Robin Ince's Christmas Book Club 2006
A special one off Book Club celebrating the joys of Christmas and the terrible books that spring forth at this time of year. Oh the dire stocking fillers we have to pretend to be overjoyed with. Plus Christmas accordion covers, Christmas stand up, and a general overbearing air of Christmas PLUS Christmas Mills and Boon.
Original Review:From modest beginnings, Robin Ince’s Book Club has attracted enough like-minded souls for Edinburgh runs, a national tour and now this Christmas special in a proper theatre in London’s literary district, a world away from its usual ram-packed basement bar home.
The show is at the vanguard of a new alternative in comedy, appealing to those who’d consider it abhorrent to spend a boozy night at a corporate chain, hearing boastful yet familiar tales of drunkenness, masturbating and smoking dope, however professionally delivered.
Yes, the night is unashamedly middle-class; yes it can strikes a sneery note in its elitism; and yes, some acts fall flat as the clever ideas aren’t matched by solid jokes – but the clubby atmosphere of audience and performers being on the same wavelength is what sustains it. Where else could you hear bantered insults that rely on a knowledge of Steinbeck novels, see the word game Boggle played live and have a character act fill with liberal angst over whether he’s coming across as racist.
With the Christmas special, Ince has created the first Sarcastic Variety Performance, supervising a parade of acts from whimsical stand-ups to good ole-fashioned tap dancers and opera singers. Between the turns, he reads from literature so bad it needs very little than unintended inflection to expose its clunking prose.

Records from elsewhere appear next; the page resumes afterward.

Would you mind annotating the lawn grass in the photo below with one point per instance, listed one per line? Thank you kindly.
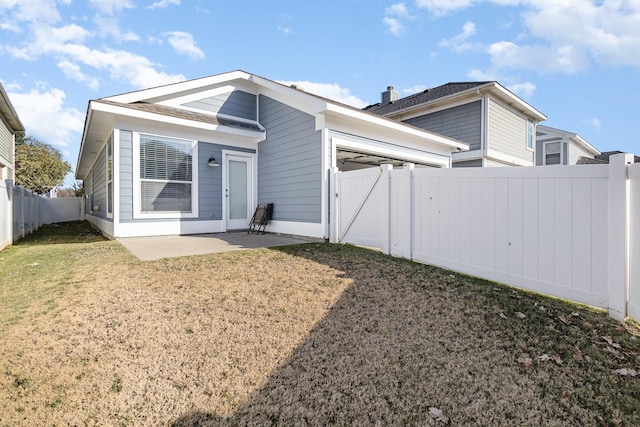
(310, 334)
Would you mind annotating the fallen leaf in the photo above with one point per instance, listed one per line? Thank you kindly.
(438, 415)
(525, 360)
(577, 355)
(626, 372)
(544, 358)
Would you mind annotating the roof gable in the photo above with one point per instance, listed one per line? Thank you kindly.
(452, 91)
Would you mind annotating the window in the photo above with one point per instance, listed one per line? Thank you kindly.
(552, 154)
(109, 168)
(165, 177)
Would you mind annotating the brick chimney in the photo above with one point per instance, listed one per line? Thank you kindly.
(390, 95)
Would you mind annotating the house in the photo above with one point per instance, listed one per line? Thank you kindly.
(199, 155)
(9, 125)
(499, 127)
(602, 158)
(559, 147)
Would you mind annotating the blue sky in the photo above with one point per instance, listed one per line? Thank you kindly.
(577, 61)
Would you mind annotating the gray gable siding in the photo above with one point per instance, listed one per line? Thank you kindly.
(237, 103)
(507, 132)
(290, 163)
(462, 122)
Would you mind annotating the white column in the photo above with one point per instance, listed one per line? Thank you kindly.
(385, 181)
(618, 236)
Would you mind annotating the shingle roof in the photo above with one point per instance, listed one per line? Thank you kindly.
(423, 97)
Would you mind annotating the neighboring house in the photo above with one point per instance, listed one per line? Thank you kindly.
(499, 127)
(559, 147)
(602, 158)
(198, 156)
(9, 125)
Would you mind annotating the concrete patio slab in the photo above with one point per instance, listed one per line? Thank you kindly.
(158, 247)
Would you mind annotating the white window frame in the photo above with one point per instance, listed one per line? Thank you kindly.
(137, 186)
(531, 135)
(545, 153)
(109, 160)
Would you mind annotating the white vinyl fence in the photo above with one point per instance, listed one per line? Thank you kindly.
(23, 212)
(568, 231)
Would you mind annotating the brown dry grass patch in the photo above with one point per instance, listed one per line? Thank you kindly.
(311, 334)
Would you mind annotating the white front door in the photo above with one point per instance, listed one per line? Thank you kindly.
(238, 190)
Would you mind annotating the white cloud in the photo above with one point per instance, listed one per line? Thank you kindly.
(442, 7)
(565, 59)
(523, 90)
(285, 30)
(183, 43)
(395, 17)
(41, 11)
(164, 3)
(594, 123)
(459, 43)
(72, 71)
(44, 115)
(331, 91)
(562, 36)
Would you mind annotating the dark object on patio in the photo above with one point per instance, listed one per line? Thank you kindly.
(260, 218)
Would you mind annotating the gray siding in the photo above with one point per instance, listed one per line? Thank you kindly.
(575, 152)
(462, 123)
(290, 163)
(210, 179)
(6, 143)
(237, 103)
(126, 175)
(100, 185)
(507, 132)
(477, 163)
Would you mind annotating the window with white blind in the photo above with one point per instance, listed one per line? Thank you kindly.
(552, 155)
(165, 177)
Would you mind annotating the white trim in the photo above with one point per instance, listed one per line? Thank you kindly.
(116, 179)
(297, 228)
(168, 228)
(389, 150)
(544, 152)
(253, 180)
(170, 89)
(506, 158)
(137, 190)
(466, 155)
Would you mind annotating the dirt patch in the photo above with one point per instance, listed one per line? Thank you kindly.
(312, 334)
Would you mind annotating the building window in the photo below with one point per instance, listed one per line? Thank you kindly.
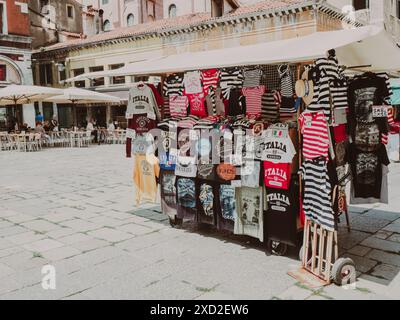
(78, 72)
(398, 9)
(3, 18)
(360, 4)
(130, 20)
(3, 72)
(44, 9)
(120, 79)
(46, 74)
(217, 8)
(70, 11)
(98, 81)
(107, 25)
(172, 11)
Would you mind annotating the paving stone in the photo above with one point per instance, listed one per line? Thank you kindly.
(348, 240)
(295, 293)
(382, 234)
(61, 253)
(5, 271)
(135, 229)
(359, 251)
(89, 245)
(387, 258)
(40, 225)
(43, 245)
(394, 237)
(393, 227)
(380, 244)
(385, 271)
(367, 224)
(110, 235)
(362, 264)
(26, 237)
(10, 231)
(81, 225)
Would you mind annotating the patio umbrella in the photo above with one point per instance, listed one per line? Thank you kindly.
(81, 96)
(76, 96)
(21, 94)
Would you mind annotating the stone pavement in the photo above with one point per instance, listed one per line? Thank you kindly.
(72, 209)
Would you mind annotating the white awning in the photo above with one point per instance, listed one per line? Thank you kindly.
(291, 50)
(376, 53)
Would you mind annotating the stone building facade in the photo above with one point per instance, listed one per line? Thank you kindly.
(261, 22)
(15, 57)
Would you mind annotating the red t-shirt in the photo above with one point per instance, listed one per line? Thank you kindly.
(277, 175)
(197, 104)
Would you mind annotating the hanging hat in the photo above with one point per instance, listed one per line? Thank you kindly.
(305, 88)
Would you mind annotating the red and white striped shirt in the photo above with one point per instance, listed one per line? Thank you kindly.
(314, 127)
(385, 136)
(178, 106)
(210, 79)
(253, 99)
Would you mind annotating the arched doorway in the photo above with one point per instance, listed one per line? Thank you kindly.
(9, 74)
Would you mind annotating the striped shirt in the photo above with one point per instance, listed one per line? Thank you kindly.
(210, 79)
(270, 103)
(230, 78)
(286, 82)
(317, 204)
(314, 128)
(339, 93)
(253, 99)
(178, 106)
(252, 78)
(173, 85)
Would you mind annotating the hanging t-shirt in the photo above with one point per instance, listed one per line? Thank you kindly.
(206, 203)
(142, 101)
(186, 167)
(363, 93)
(249, 219)
(197, 104)
(230, 78)
(278, 146)
(250, 174)
(206, 172)
(168, 193)
(270, 104)
(277, 175)
(210, 80)
(178, 106)
(237, 103)
(367, 171)
(173, 85)
(192, 82)
(252, 78)
(282, 214)
(145, 172)
(186, 198)
(317, 201)
(314, 127)
(227, 202)
(253, 99)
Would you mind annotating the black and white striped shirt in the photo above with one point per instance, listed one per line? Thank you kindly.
(173, 85)
(317, 202)
(252, 77)
(230, 78)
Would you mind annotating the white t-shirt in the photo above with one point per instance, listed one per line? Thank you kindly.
(192, 82)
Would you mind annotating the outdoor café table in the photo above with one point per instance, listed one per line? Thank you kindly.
(77, 138)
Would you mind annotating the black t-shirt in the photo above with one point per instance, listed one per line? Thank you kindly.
(366, 168)
(280, 223)
(363, 93)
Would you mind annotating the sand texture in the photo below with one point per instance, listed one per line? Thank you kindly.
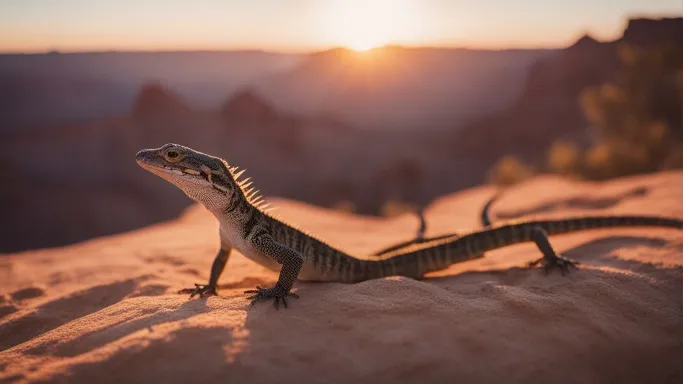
(106, 310)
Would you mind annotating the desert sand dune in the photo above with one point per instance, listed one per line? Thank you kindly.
(106, 310)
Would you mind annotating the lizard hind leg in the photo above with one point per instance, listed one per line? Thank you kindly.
(200, 289)
(550, 259)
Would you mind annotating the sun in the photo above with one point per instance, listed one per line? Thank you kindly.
(365, 24)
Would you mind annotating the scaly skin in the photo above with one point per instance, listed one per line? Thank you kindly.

From the deluded pomposity of Seventies C-listers to the awkward metaphors of a Mills and Boon scribe, there are few books on the charity-shop shelf that avoid Ince’s withering scorn.
Tonight, the books are arranged on a festive mantelpiece, as Ince, in his silk dressing-gown, prepares to settle into his favourite armchair to devour his latest showbiz memoirs but is forever interrupted by a string of guest stars ringing his novelty doorbell, in true Val Doonican style – although Val was never quite so dismissive about the obvious conceit.
The guest list is long, too long, in fact, but then it wouldn’t be the Book Club if the evening didn’t overrun dreadfully, with its share of ups and downs, too. But that’s the nature of the unpredictable beast. As Ince put it, it’s like a variety show when one minute you have the King Singers, the next Myra Hindley.
Highlights included James Bachman’s despotic African dictator Papa Christmas (the source of those fears over racism); the talented Isy Suttie’s delightfully witty songs; the perfectly-crafted one-liners of Simon Munnery Tom Meeten’s Animal Man with a dark side, Howard Read’s terrifying lullaby and Book Club stalwart Josie Long, whose stand-up set that mostly involved her singing dancefloor tunes with rather less sexually aggressive swagger than originally intended.
But Peter Buckley-Hill seemed unsure of himself, bumbling through what seemed like a perfectly decent comic song; Chris Neill was terribly self-indulgent before his ever-reliable routine from Jodie Marsh’s autobiography; a gag involving Johnny Candon was too much of an in-joke even for the Book Club (which is going some); and Martin White murdered All I Want For Christmas, bashed its bloody corpse around with his accordion before dumping its lifeless form into the canal.
Variety acts offered a change of pace and sense of occasion, including a silly mime from two-thirds of The Trap and the bizarre sight of Susan Vale reading from fat cockney entertainer Arthur Mullard’s memoirs before tapdancing while simultaneously scoffing a Yule log – a turn which outdid even ‘freakazoid’ comedy duo Gawakagogo’s Elvis-Elephant Man hybrid Ellyvis for utter strangeness. Praise, too, goes to the eerily downbeat Phil Jeays Band for entering the spirit of things, being berated for their utterly miserable songs before reluctantly playing something vaguely up-tempo.
The night was brought to a close by one of Danielle Ward’s Take A Break Tales – although not, apparently, called that any more for legal reasons. This retelling of the Nativity story in typically brutal style – with bleakness and misery treated as lightly as it is in women’s weekly magazines – is unlikely to be used in any primary schools soon. It might not fill you with festive cheer, but it was perfectly in keeping with the spirit of this experimental, entertaining and fleetingly inspired, night.